Skip to content

Part 17: Summary

Part 17: Summary

What we built

We built a complete model monitoring pipeline for a deployed CatBoost frequency model. Starting from a trained model and two time windows of synthetic UK motor data, we computed four metrics:

  • PSI on the predicted score distribution: has the risk distribution changed?
  • CSI on each input feature: which features have driven any distribution shift?
  • A/E ratio with confidence intervals: is the model calibrated correctly?
  • Gini drift with a DeLong significance test: has the model's discriminatory power changed?

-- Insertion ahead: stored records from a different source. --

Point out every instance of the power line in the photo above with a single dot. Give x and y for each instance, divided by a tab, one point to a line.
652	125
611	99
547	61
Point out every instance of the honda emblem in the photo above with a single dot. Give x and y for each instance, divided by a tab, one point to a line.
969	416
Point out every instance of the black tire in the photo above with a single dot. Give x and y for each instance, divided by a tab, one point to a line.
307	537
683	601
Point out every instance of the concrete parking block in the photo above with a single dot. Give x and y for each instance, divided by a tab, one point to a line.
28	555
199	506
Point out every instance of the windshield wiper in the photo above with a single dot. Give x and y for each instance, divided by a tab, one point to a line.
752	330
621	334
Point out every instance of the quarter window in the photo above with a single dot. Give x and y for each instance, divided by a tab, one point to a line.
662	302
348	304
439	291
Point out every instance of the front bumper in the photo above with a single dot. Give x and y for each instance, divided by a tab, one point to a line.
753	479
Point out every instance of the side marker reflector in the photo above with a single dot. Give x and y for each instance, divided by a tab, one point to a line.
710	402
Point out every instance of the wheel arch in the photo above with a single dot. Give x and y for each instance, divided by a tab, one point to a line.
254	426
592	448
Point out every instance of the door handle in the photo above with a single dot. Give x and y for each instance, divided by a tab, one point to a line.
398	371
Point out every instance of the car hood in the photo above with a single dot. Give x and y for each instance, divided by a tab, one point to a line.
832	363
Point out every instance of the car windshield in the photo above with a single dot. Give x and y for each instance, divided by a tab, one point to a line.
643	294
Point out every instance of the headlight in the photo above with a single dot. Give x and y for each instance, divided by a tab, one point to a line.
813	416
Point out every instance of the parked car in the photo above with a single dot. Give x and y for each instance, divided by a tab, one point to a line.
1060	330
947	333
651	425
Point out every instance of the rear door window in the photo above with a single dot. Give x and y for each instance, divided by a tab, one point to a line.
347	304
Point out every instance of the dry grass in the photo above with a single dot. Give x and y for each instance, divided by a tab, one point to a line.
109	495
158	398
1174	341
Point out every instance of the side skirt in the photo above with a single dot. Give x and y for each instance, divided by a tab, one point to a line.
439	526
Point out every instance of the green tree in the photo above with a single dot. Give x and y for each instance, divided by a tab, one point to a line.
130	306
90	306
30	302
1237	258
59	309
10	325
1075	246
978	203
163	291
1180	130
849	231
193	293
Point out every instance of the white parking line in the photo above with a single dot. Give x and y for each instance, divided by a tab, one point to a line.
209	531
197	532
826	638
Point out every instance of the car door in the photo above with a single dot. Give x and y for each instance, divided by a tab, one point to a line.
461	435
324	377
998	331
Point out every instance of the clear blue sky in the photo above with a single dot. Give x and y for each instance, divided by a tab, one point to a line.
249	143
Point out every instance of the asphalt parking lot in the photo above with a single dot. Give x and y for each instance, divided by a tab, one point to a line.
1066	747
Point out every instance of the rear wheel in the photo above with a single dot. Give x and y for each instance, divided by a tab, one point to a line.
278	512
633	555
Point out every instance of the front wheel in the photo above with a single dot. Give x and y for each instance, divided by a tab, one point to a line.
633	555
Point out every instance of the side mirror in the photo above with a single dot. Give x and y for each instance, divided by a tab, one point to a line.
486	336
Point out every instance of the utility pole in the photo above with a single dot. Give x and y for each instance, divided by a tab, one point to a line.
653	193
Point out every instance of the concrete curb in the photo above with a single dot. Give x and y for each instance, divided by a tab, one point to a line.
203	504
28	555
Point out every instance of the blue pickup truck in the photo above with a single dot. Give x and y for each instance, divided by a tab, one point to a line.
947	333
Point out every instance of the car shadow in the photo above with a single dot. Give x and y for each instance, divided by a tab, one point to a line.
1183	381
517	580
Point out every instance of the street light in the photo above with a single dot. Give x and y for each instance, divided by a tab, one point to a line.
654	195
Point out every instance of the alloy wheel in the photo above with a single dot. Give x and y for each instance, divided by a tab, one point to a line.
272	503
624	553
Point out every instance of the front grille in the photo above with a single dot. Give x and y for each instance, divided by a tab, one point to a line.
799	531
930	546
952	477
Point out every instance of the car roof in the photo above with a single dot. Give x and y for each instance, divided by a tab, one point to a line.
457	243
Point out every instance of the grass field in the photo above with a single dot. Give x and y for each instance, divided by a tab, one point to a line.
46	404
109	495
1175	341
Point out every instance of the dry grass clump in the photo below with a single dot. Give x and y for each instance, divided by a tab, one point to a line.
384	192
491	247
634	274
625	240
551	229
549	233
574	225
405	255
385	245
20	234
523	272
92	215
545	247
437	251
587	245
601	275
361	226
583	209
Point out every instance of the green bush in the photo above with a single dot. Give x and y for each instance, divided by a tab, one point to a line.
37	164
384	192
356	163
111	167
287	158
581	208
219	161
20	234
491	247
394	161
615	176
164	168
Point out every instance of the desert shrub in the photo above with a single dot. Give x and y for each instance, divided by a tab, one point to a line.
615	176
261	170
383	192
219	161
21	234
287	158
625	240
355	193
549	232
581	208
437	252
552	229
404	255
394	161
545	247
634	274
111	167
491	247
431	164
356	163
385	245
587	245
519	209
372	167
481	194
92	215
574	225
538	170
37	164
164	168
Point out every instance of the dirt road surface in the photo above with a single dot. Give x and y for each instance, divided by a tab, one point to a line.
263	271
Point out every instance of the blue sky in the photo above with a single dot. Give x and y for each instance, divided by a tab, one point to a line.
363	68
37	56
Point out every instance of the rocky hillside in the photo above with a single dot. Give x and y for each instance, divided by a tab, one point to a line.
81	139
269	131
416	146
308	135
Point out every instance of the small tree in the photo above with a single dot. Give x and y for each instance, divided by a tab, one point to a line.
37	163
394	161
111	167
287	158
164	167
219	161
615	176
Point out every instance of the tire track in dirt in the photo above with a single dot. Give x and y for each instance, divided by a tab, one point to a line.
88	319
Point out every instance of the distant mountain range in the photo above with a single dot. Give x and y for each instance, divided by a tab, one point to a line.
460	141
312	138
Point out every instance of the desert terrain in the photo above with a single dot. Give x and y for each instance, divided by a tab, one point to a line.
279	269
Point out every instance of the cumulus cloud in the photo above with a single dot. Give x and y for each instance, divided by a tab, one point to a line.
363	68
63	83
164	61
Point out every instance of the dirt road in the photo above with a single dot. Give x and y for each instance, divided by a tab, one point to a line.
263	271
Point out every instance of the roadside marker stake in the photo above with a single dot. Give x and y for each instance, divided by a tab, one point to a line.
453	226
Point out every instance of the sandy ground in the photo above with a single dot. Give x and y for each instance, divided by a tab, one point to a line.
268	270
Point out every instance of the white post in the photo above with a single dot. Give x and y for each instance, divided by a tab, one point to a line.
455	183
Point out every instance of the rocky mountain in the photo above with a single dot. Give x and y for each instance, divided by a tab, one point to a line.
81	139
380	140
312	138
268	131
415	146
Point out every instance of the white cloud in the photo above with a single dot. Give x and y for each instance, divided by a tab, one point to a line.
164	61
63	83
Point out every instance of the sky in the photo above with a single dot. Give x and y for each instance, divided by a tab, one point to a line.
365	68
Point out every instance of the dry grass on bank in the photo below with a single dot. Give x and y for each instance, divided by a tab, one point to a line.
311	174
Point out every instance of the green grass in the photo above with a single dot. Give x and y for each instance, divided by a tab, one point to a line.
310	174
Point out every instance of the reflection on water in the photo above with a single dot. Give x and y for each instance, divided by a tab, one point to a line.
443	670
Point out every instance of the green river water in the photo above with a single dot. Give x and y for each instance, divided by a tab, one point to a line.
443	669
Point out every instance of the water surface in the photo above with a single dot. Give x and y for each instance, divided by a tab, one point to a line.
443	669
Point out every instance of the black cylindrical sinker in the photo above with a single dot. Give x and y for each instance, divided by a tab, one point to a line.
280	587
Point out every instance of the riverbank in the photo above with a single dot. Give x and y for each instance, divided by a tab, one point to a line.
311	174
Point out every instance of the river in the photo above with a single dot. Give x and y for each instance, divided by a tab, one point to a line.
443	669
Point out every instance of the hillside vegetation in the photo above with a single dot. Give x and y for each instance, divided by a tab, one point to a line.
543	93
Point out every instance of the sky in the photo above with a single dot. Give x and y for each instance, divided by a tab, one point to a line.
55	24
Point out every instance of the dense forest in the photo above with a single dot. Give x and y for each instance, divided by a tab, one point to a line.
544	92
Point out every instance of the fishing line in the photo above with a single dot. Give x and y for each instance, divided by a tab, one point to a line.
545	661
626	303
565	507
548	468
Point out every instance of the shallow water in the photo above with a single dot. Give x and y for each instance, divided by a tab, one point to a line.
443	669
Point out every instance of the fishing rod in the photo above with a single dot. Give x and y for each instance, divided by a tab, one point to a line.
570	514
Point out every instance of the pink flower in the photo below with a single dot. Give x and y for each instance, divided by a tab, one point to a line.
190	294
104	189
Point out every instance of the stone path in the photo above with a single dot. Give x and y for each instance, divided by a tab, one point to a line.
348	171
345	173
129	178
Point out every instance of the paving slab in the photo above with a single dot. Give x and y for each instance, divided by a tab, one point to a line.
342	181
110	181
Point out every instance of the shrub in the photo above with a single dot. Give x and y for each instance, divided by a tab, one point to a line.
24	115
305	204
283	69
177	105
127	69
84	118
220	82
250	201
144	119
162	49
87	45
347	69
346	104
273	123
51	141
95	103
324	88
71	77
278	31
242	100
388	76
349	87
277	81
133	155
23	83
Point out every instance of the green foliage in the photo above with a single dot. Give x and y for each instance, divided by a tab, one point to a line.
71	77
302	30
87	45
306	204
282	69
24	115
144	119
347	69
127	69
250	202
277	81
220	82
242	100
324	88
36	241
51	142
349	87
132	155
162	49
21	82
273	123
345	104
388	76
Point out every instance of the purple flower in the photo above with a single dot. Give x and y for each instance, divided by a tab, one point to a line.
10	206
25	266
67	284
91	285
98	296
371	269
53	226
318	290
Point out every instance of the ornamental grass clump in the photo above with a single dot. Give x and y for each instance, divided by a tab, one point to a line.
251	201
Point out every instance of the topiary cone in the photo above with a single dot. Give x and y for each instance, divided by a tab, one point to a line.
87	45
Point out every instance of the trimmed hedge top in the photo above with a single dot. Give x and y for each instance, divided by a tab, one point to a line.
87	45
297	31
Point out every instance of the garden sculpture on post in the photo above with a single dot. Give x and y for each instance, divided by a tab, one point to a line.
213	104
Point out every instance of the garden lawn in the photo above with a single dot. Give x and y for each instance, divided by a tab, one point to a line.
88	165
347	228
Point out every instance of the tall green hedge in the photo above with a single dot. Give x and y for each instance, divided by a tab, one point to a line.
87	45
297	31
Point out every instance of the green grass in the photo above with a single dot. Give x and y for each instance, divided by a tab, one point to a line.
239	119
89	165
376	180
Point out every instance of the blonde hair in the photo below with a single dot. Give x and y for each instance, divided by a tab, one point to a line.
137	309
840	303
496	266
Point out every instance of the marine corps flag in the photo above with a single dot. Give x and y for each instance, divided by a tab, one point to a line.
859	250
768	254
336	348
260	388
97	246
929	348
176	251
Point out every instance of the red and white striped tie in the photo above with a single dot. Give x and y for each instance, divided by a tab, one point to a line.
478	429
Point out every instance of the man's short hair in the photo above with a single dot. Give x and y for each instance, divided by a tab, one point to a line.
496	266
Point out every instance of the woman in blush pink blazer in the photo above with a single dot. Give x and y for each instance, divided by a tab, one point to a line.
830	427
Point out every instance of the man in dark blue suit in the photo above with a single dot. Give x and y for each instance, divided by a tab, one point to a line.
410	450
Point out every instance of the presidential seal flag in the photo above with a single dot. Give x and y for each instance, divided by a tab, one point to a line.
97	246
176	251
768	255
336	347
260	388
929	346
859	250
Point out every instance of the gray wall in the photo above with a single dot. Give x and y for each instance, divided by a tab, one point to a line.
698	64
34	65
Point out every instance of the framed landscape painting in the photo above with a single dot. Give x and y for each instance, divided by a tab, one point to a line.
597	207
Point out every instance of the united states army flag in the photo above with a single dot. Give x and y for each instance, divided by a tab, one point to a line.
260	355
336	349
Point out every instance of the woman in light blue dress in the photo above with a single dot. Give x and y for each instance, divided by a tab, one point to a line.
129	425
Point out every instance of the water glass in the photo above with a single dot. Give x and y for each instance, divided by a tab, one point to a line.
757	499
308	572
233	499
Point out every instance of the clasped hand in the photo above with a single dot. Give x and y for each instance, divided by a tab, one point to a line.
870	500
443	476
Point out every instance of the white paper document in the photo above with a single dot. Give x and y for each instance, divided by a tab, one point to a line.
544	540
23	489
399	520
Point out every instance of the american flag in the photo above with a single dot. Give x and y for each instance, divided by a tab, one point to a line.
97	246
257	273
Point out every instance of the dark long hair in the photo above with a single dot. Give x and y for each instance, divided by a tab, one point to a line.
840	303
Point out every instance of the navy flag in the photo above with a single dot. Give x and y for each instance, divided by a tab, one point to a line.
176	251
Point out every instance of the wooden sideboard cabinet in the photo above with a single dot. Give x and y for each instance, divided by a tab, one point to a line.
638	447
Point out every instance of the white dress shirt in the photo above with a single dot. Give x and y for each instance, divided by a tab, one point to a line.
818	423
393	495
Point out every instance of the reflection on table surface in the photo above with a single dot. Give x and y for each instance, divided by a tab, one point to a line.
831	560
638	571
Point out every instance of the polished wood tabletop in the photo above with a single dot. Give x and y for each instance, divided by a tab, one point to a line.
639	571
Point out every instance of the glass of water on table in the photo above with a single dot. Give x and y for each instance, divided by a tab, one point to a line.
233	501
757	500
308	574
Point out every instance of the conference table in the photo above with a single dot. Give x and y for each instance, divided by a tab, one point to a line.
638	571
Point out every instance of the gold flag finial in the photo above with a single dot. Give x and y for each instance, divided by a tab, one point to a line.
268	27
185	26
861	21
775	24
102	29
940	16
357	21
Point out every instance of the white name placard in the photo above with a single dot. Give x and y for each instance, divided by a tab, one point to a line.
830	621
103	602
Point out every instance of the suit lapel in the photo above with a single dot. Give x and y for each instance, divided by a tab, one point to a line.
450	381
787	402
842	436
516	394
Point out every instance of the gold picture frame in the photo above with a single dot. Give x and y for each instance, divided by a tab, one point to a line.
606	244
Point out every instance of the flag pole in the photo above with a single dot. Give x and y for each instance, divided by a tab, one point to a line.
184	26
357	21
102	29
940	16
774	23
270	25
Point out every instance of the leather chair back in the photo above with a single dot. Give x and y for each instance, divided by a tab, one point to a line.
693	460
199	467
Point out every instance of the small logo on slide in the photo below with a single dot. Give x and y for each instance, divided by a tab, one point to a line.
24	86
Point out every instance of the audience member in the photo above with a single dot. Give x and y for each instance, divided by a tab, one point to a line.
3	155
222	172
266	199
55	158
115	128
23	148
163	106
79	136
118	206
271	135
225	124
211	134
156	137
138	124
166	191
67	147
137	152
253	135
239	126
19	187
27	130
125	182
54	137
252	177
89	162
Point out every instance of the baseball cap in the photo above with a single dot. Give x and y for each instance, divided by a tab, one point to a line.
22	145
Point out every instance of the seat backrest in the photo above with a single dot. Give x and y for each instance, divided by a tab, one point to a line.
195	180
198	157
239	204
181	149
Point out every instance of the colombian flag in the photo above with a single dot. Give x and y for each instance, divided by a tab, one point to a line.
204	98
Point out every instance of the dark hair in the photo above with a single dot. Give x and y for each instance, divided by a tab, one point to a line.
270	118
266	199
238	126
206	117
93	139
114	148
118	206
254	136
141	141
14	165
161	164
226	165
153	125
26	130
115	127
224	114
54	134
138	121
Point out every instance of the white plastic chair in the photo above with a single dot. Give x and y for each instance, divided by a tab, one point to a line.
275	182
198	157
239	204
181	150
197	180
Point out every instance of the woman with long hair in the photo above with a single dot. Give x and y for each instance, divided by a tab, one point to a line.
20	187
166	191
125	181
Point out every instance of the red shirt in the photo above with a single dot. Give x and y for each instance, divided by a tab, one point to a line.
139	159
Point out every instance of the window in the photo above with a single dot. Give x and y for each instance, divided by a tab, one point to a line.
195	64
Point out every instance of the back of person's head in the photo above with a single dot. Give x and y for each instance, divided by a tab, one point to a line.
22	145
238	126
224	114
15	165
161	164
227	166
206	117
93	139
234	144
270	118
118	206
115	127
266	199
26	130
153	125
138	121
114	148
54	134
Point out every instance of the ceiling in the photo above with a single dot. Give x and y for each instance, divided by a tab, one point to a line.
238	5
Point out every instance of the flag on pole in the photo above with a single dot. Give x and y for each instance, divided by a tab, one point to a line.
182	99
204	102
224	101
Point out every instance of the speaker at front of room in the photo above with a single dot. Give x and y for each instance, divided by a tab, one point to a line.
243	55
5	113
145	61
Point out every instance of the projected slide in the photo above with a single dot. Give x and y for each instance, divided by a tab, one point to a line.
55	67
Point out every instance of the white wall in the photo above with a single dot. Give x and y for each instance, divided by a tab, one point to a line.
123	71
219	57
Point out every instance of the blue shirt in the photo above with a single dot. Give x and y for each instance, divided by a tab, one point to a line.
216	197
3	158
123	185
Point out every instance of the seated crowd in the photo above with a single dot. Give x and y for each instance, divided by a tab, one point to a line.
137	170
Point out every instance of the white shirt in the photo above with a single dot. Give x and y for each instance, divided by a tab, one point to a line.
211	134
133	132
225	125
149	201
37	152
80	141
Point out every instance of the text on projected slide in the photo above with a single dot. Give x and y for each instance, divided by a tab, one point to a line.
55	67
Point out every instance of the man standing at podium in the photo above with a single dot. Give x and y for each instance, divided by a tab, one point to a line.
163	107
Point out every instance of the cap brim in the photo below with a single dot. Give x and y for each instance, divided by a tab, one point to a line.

We assembled these into a MonitoringReport with automated traffic lights and a machine-readable JSON summary. We persisted the results to Delta tables with versioning and a 7-year retention policy. We scheduled the notebook as a Databricks job running on the 1st of each month at 06:00 UK time. We set up SQL Alerts for amber and red conditions. We built a recalibration trigger framework that logs factors to a Delta table that the pricing pipeline reads automatically. And we showed how to extract a complete regulatory evidence pack from the monitoring history.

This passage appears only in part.